EN MARCHE VERS LA DESTRUCTION DES STATUTS ET DE L’ÉGALITÉ RÉPUBLICAINE !
D’après la Cour des Comptes, il faudrait renforcer les marges d’autonomie des établissements, permettre les recrutements par les chefs d’établissement, définir les services annuellement en y englobant aussi bien les heures d’enseignement que les missions annexes, moduler les programmes en fonction des projets d’établissement, etc.
Tout cela pour soi-disant améliorer la performance du système éducatif ! Mais de quelle performance s’agit-il ? Les indicateurs de la Cour du Compte sont sans ambiguïté à ce sujet : la performance serait améliorée par la réduction des dépenses de l’éducation, la diminution du nombre de titulaires (« éviter des recrutements qui rigidifient son dispositif »), l’allocation des moyens en fonction de l’évaluation permanente du fonctionnement des établissements et des résultats des élèves.
Bref, il faudrait mettre à bas, atomiser toute l’architecture de l’éducation nationale !
Ne nous y trompons pas ! Les membres de la Cour des Comptes poursuivent une orientation dictée par des considérations économiques libérales incompatibles avec l’égalité républicaine. Ils indiquent dans leurs publications ce que devront être les prochaines réformes du prochain ministre de l’Education !
LES REVENDICATIONS DU SNFOLC
Le SNFOLC dénonce la rupture d’égalité entre les élèves du fait du non remplacement des professeurs absents et rappelle que l’Etat doit se donner les moyens d’assurer la continuité du service public sur tout le territoire de la République conformément à l’alinéa 16 du préambule de la constitution de 1946. Pour assurer le remplacement des professeurs absents, le SNFOLC exige l’arrêt des suppressions de postes aux concours (2090 postes en moins au CAPES externe entre 2017 et 2022, alors que le nombre d’élèves augmentait…) et le recrutement d’enseignants à la hauteur des besoins.
Le SNFOLC revendique l’abrogation des contre-réformes comme le décret du 20 août 2014 qui ajoute de nouvelles tâches et missions aux heures de cours des enseignants, le décret du 11 avril 2019 qui permet d’imposer une deuxième HSA aux professeurs non volontaires, le décret 6 septembre 2019 qui autorise l’administration à imposer des formations pendant les vacances scolaires…
Pour rétablir l’égalité de traitement entre tous les lycéens, le SNFOLC exige l’abrogation de Parcoursup, des réformes Blanquer du baccalauréat et du lycée.
À l’heure où la réforme du lycée et du baccalauréat est plus que jamais remise en question, il est possible d’obtenir le rétablissement des épreuves nationales, terminales et anonymes du baccalauréat !

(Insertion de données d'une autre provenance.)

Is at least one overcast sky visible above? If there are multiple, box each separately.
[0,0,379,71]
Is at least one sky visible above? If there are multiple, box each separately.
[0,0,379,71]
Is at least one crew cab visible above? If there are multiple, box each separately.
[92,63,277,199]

Ce sont les revendications portées par plus de 14 000 signataires par le biais de la pétition FNEC FP-FO, SNES, SNEP, CGT, SUD et SNALC, avec les associations de professeurs spécialistes APHG, APBG, APLV, APPEP, APSES, UDPPC, CNARELA et APMEP, avec les syndicats lycéens La voix lycéenne et MNL.
Le SNFOLC considère que cette pétition constitue un point d’appui important.
Le SNFOLC appelle les personnels à signer et faire signer massivement cette pétition, et à se réunir pour adopter des prises de positions, dans l’unité la plus large, et discuter des initiatives pour rétablir le baccalauréat national, en lien avec les mobilisations en cours sur l’ensemble des revendications : salaires, postes…
Élections présidentielles ou pas : il est urgent d’obtenir de ce gouvernement, ou du futur, le rétablissement du Baccalauréat national, comme diplôme national et premier grade universitaire.